Search code examples
pythonpandasnumpyvaex

ValueError: setting an array element with a sequence in Vaex dataframe


I've been given a CSV file from a previous project and I'm supposed to prepare some scripts with Python to plot the value it contains. The dataset in this CSV file holds data from electric and vibration signals. The data I'm interested in is stored at a column, "DecompressedValue", where each row holds a 16.000-elements-long array of float values, which represents a vibration/electric signal.

I want to use Vaex to exploit its higher performance features, but I found what I think is a bug when processing the signals. I started adapting code which works in Pandas.

import pandas as pd
import json 
signal_df = pd.read_csv('csv_test.csv', sep=';')
# The DecompressedValue column, despite being stored as a regular array, is read a long string, so in order to turn it into an array, json.loads() has to be applied to each value of the column
signal_df.DecompressedValue = signal_df.DecompressedValue.apply(lambda r: json.loads(r))
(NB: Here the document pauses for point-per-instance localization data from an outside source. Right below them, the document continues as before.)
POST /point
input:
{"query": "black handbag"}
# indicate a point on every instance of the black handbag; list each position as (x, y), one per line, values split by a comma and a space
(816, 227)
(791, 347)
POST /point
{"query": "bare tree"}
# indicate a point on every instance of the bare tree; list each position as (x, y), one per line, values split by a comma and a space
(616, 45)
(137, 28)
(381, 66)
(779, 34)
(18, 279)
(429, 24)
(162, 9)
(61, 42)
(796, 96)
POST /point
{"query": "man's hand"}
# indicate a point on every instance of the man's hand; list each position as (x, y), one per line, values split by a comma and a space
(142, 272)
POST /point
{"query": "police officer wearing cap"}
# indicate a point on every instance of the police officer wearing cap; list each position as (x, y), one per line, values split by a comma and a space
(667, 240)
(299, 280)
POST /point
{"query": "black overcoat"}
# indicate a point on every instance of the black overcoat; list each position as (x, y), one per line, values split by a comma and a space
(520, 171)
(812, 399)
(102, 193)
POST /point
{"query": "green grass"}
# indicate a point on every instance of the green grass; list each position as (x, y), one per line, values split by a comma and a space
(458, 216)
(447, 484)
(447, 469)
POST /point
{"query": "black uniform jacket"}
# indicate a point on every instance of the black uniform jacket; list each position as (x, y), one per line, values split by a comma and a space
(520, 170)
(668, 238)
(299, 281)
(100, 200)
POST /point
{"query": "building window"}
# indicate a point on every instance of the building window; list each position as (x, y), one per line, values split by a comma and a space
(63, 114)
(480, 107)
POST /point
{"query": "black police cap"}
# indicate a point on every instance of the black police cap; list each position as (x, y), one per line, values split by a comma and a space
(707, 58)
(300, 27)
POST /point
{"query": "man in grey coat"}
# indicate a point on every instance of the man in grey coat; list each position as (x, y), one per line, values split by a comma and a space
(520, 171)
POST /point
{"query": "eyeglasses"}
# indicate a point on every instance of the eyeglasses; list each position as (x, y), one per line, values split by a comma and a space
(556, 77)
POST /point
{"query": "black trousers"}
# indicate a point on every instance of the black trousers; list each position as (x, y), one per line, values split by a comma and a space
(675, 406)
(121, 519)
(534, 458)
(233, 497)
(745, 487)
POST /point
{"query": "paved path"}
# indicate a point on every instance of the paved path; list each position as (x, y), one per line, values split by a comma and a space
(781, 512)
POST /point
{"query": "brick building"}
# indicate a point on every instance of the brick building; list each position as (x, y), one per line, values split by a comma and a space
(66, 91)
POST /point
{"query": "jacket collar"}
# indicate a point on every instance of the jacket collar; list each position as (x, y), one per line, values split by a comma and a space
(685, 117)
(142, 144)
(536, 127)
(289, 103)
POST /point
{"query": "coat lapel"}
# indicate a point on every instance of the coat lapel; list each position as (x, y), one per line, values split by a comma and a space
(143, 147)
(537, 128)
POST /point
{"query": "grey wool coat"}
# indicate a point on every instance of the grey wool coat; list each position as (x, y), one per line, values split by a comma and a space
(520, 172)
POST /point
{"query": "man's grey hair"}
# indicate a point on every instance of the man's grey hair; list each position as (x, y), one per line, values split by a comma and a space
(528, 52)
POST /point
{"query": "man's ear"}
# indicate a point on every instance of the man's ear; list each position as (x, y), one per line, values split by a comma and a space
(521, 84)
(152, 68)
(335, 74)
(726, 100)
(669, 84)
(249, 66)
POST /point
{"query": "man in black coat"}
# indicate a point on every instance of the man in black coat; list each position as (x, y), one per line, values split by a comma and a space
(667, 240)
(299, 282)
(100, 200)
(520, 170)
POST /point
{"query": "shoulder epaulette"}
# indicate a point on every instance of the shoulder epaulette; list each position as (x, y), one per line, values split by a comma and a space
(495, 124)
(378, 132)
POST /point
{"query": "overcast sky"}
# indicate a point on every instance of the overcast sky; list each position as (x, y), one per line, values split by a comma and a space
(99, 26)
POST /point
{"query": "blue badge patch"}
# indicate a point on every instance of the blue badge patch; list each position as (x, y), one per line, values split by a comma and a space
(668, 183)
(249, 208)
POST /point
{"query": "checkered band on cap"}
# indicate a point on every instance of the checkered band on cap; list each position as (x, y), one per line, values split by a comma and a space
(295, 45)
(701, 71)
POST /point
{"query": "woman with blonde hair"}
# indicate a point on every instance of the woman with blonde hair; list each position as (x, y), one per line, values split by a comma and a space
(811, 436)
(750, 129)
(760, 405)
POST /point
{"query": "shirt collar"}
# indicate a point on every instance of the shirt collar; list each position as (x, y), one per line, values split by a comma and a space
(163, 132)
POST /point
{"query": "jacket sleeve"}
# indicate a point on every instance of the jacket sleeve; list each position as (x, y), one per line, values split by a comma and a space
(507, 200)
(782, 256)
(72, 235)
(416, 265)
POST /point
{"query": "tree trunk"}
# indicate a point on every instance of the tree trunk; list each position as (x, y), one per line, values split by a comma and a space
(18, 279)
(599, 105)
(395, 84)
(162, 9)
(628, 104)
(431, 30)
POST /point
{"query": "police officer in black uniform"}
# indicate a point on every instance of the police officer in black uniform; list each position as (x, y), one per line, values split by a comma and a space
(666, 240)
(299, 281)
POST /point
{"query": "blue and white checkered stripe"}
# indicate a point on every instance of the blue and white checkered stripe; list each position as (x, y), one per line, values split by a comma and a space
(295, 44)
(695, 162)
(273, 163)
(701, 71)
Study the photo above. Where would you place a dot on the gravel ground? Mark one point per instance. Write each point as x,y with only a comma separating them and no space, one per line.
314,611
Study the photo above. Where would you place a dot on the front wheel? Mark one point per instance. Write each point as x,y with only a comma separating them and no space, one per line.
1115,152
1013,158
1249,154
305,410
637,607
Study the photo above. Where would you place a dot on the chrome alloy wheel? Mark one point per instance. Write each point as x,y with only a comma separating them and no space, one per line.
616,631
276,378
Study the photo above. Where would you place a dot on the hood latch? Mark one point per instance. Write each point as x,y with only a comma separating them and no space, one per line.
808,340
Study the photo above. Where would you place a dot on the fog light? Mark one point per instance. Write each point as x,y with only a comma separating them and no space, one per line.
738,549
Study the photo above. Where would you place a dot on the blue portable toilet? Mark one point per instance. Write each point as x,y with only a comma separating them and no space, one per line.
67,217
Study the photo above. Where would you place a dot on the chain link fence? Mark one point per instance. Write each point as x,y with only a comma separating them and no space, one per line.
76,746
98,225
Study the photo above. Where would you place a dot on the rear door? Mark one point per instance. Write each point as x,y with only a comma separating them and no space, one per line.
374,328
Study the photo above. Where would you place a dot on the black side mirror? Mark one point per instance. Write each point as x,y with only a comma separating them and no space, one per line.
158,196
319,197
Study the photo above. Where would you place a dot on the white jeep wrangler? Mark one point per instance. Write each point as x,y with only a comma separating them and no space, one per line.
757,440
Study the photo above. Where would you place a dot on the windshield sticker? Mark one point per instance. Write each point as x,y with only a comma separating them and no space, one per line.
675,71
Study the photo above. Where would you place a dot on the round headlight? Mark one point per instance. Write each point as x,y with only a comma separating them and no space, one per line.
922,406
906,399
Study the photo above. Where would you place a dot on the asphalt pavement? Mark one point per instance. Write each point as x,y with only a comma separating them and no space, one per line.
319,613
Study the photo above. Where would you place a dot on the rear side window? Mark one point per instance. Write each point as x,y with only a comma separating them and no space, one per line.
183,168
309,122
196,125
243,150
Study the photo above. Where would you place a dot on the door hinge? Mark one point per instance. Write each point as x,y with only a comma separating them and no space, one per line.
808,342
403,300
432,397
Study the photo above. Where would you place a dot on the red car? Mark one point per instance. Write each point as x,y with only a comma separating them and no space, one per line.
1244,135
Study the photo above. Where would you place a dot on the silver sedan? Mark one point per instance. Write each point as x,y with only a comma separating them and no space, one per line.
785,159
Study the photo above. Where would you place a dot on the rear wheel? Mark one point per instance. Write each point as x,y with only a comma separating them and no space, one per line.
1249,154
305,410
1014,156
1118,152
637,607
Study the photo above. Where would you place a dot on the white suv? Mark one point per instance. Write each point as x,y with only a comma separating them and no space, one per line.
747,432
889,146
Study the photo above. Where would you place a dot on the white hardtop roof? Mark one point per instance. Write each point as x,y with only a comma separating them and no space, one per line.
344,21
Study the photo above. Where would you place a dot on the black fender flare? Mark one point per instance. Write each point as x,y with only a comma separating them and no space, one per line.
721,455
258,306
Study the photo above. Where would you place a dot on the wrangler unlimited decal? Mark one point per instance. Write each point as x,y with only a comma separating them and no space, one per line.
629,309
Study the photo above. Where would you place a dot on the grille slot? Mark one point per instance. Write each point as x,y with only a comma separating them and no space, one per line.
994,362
However, when trying to replicate the same functionality in Vaex, even if this code runs correctly, trying to access the dataframe after that produces an error (find vaex_test.csv for testing this code here).

import vaex

test = vaex.from_csv('vaex_test.csv', sep=';')
test['DecompressedValue'] = test['DecompressedValue'].apply(lambda r: json.loads(r))
test.head()

This produce a ValueError:

[12/19/24 12:50:48] ERROR    error evaluating: DecompressedValue at rows 0-5                      [dataframe.py](file:///C:/Users/user/AppData/Local/anaconda3/envs/py310env/lib/site-packages/vaex/dataframe.py):[4101](file:///C:/Users/user/AppData/Local/anaconda3/envs/py310env/lib/site-packages/vaex/dataframe.py#4101)
                             multiprocessing.pool.RemoteTraceback:                                                 
                             """                                                                                   
                             Traceback (most recent call last):                                                    
                               File                                                                                
                             "c:\Users\user\AppData\Local\anaconda3\envs\py310env\lib\mu                  
                             ltiprocessing\pool.py", line 125, in worker                                           
                                 result = (True, func(*args, **kwds))                                              
                               File                                                                                
                             "c:\Users\user\AppData\Local\anaconda3\envs\py310env\lib\si                  
                             te-packages\vaex\expression.py", line 1629, in _apply                                 
                                 result = np.array(result)                                                         
                             ValueError: setting an array element with a sequence. The requested                   
                             array has an inhomogeneous shape after 1 dimensions. The detected                     
                             shape was (5,) + inhomogeneous part.                                                  
                             """

I've reviewed questions with the same error but I don't think they are applicable since those questions are usually related to numpy arrays and I feel my problem is more related to Vaex idiosyncrasy.


Solution

  • DataFrames in Pandas and Vaex are different.

    To get the lists in your csv file inside Vaex DataFrame as lists and not strings, one way would be to let Pandas do the formatting and use vaex from_pandas:

    test_pd = pd.read_csv('vaex_test.csv')
    test_pd['DecompressedValue'] = test_pd['DecompressedValue'].apply(lambda r: json.loads(r)) 
    
    test = vaex.from_pandas(test_pd)
    
    print(test.head())
    print(type(test['DecompressedValue'] ))
    print(test[3])
    print(test[3][0])  # 4th list from csv
    print(test[3][0][0])
    
     #  DecompressedValue
       0  '[-0.004518906585872173, -0.004478906746953726, ...
       1  '[-0.0005845219711773098, -0.0002945219748653471...
       2  '[-0.006645397283136845, -0.006435397081077099, ...
       3  '[0.003976251929998398, 0.0019852519035339355, 0...
       4  '[0.003452450269833207, 0.0017284504137933254, 0...
       
     <class 'vaex.expression.Expression'>
     
     [[0.003976251929998398, 0.0019852519035339355, ...
     
     [0.003976251929998398, 0.0019852519035339355, ...
    
    0.003976251929998398